Es gab noch ein wichtiges Tor aus dem Dorf hinaus, eine einfache Blechtuer. Diese hatte die Besonderheit, dass hier nur der Koenig und seine Frau hindurchgehen duerfen, und das wird sehr ernst genommen! Wer erwischt wird, hier unbefugt hindurchzugehen, muss entweder mit einem Stueck Vieh Strafe zahlen, oder er erhaelt Stockhiebe! Was man alles so falsch machen kann, die Blechtuer hinaus aufs Feld sah jedenfalls extrem unbedeutend aus. Sehr hinterlistig... Schade, dass wir den Koenig nicht getroffen haben, im Reisefuehrer stand, dass er gerne ein Schwaetzchen mit den Touris haelt, wenn er anwesend ist.
Als wir uns mit vielen Worten von Elisabeth verabschiedeten, wartete eine Ueberraschung auf uns: Hinten links hatten wir einen Platten! Um das Auto herum sassen bereits sechs Kinder, die interessiert zuschauten, was jetzt wohl passieren wuerde. Ich glaube, wir waren dann doch eher unspektakulaer, als wir das Ersatzrad hervorkramten und das Rad in 5 Minuten gewechselt hatten. Das hatten alle hier vermutlich schon ein paarmal erlebt. Lieber Gott, Reifenwechsel! Spaetestens jetzt bereute ich es nicht, mit Tom auf die Reise gegangen zu sein, denn allein waere ich verloren gewesen. Tom dagegen war ein cooler (und sehr gutaussehender) Reifenwechsler! Im Reifen steckte ein richtig dicker Nagel - jetzt wussten wir auch, was bei unserem Rumkurven in Outapi immer so geklackert hatte... Mal sehen, ob man hier so einen Reifen noch mit dem Einziehen eines Schlauches repariert oder lieber gleich einen neuen nimmt! Auf alle Faelle koennen wir den Spass bezahlen, denn neben Windschutzscheibe und Unterboden sind auch die Raeder von der Versicherung ausgeschlossen.

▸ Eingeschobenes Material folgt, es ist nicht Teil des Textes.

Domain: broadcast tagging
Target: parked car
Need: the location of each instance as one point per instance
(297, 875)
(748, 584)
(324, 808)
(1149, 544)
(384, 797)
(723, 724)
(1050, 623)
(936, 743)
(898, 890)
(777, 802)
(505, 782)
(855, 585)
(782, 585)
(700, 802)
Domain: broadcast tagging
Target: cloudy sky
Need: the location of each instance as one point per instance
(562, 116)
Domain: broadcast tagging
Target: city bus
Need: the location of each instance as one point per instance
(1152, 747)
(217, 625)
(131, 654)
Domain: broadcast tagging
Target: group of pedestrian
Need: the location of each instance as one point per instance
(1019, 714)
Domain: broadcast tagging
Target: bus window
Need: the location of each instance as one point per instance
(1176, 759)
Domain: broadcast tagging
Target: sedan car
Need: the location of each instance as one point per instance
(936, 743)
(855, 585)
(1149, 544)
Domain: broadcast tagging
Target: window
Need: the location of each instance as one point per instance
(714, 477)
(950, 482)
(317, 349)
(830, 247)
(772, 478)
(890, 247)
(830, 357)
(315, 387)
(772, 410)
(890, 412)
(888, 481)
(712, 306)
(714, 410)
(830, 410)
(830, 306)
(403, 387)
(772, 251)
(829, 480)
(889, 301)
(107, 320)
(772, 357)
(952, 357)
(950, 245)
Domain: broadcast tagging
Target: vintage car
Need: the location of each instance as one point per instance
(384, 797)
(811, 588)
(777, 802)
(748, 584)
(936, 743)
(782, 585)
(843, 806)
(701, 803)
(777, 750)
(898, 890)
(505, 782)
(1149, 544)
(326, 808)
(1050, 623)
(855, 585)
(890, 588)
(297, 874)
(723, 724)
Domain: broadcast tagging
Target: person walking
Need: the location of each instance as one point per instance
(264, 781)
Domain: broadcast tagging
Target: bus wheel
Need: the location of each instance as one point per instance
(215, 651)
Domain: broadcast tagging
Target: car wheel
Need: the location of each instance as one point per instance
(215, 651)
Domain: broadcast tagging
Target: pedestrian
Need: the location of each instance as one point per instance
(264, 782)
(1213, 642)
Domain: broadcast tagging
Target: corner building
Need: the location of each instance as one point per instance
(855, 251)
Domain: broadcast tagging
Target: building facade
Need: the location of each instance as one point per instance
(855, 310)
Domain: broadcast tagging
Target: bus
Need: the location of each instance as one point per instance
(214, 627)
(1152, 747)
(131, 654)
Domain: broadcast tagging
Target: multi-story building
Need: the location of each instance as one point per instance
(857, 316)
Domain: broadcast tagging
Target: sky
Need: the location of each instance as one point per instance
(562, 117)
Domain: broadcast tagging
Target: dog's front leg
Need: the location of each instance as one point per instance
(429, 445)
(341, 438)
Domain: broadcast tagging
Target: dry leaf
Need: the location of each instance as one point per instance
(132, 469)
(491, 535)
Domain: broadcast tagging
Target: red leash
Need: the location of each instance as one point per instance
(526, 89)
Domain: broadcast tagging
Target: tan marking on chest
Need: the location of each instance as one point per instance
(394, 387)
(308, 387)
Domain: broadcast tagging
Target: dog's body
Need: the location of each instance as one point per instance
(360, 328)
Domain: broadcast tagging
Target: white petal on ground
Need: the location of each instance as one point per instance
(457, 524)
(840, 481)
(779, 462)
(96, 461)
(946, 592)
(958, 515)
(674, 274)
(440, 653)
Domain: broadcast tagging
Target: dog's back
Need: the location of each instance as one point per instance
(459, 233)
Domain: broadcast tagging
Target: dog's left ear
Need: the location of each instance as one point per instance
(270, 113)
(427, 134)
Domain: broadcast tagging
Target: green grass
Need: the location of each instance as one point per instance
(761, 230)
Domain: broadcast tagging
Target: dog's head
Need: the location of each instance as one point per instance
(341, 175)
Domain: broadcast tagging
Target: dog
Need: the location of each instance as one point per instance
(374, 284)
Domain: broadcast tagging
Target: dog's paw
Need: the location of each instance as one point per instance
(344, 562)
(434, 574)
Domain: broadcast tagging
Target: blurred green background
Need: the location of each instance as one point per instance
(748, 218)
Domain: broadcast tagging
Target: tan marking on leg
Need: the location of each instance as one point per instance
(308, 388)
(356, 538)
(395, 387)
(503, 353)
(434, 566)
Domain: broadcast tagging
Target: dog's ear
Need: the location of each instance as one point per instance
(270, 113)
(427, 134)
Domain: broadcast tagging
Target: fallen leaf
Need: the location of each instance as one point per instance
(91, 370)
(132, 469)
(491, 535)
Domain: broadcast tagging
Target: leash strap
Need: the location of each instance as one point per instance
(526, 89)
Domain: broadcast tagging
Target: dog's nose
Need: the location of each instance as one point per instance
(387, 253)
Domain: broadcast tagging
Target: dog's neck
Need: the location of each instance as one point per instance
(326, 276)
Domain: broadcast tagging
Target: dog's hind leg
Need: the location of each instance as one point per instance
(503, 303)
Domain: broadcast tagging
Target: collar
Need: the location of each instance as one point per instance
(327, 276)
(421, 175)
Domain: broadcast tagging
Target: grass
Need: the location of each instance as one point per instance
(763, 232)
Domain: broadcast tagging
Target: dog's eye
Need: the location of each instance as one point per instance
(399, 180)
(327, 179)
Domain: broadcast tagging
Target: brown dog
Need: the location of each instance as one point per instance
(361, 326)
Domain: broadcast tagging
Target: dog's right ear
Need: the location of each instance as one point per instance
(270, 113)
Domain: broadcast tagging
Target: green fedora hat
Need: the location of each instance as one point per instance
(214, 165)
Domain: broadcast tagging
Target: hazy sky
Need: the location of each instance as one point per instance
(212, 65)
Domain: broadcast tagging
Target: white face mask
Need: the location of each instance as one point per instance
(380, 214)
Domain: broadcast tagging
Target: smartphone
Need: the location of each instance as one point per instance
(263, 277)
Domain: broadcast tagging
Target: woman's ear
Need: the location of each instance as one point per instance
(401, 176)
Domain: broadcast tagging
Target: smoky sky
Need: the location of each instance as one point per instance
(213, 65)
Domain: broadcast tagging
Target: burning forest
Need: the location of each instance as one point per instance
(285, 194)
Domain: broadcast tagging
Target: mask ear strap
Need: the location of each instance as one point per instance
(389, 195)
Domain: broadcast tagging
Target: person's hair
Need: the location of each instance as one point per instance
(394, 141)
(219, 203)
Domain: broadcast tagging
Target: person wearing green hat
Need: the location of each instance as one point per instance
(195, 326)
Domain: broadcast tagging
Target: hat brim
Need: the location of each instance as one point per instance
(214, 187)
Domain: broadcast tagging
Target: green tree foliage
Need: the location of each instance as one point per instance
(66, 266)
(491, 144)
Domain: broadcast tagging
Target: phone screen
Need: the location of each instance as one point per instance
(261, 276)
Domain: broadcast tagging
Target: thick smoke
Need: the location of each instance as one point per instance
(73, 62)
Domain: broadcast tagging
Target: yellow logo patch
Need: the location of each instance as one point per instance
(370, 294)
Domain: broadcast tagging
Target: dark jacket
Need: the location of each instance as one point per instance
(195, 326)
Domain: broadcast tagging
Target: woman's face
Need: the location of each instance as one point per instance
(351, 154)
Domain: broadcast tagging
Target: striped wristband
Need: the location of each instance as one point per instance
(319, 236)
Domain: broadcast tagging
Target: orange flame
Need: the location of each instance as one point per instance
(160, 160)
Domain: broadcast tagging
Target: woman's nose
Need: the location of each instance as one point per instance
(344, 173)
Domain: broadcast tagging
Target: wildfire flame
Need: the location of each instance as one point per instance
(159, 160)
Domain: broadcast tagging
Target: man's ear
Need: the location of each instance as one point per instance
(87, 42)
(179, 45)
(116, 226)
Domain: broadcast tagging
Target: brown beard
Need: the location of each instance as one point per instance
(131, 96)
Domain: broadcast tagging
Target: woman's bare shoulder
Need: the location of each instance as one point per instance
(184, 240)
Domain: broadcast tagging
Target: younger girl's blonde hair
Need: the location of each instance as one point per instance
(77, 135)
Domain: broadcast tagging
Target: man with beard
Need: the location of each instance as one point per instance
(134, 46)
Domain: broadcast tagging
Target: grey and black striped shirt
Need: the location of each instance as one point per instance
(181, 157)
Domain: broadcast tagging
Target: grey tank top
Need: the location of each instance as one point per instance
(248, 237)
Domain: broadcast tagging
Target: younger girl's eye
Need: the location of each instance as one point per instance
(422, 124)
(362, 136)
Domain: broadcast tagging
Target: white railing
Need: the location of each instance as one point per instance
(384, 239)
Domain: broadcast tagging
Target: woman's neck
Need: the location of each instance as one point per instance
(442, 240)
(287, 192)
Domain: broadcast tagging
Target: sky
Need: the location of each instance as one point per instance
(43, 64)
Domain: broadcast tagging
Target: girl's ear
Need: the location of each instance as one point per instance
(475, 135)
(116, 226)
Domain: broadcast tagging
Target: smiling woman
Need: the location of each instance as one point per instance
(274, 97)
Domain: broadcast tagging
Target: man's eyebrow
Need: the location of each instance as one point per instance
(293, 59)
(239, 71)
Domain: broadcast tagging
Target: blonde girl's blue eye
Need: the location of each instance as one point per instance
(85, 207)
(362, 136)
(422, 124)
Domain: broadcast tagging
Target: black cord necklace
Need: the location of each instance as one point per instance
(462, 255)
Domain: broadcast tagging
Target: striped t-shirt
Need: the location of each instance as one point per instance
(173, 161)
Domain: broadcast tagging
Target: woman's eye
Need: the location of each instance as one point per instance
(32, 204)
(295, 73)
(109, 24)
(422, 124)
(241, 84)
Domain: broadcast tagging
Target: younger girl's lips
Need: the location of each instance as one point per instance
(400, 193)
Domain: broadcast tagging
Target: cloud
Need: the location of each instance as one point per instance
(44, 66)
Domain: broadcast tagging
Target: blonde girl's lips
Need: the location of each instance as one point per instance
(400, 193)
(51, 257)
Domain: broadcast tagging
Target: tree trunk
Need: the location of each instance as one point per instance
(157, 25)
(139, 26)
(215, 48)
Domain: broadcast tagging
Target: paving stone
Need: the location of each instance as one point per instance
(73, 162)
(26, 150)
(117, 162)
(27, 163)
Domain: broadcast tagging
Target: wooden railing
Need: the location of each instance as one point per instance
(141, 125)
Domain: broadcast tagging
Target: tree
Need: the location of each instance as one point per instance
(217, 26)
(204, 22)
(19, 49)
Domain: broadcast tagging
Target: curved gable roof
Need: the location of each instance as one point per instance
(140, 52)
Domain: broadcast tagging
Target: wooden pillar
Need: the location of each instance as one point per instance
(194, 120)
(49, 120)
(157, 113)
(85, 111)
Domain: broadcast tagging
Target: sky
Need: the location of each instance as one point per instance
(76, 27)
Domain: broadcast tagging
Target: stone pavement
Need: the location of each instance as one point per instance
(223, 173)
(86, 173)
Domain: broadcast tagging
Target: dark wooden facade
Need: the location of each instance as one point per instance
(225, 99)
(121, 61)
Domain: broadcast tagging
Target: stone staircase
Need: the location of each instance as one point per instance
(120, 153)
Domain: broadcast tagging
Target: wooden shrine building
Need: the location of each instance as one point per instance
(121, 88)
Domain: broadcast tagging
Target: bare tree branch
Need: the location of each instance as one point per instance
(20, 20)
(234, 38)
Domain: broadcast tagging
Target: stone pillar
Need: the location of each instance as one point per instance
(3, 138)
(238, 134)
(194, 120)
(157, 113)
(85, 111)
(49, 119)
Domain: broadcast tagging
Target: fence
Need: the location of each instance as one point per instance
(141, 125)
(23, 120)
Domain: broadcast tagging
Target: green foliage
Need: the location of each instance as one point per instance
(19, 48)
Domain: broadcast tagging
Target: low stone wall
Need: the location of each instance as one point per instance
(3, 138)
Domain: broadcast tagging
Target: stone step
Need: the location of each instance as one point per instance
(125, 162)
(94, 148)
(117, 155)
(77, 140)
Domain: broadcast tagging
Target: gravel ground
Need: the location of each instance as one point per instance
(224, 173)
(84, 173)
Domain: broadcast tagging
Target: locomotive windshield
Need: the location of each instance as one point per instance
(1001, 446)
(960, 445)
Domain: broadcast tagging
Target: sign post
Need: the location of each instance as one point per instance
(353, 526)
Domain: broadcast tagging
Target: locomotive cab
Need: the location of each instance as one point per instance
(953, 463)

In Oshakati, der Bezirkshauptstadt, fanden wir eine ganz gute Lodge am Rande der Stadt und der Preis stimmte auch. Inzwischen knallte auch die Sonne wieder vom Himmel, und es bildete sich eine prima Waschkuechenluft. Das ist kein Wunder, denn auf der gesamten heutigen Strecke waren wir an zahlreichen kleinen und groesseren Wasserflaechen und Pfuetzen vorbeigefahren. Ein Segen fuer die Menschen hier, aber eben auch die Grundlage fuer die feuchte Hitze. Das ganze Gebiet, indem wir zur Zeit reisen, ist die land- und viehwirtschaftliche Seele Namibias. Aufgrund der guenstigen Bedingungen leben in dieser Gegend noerdlich der Etoshapfanne die Haelfte der Namibier (ca. 1 Mio.). So musste man beim Fahren immer auf der Hut sein, alle paar Kilometer zog eine Kuh- oder Ziegenherde ueber die Strasse, und manchmal hatten sich die Tiere die Strasse auch als Ruheplaetzchen ausgesucht. Zudem bevoelkerten reichlich Esel die weiten Gruenflaechen und mitunter auch die Strassen.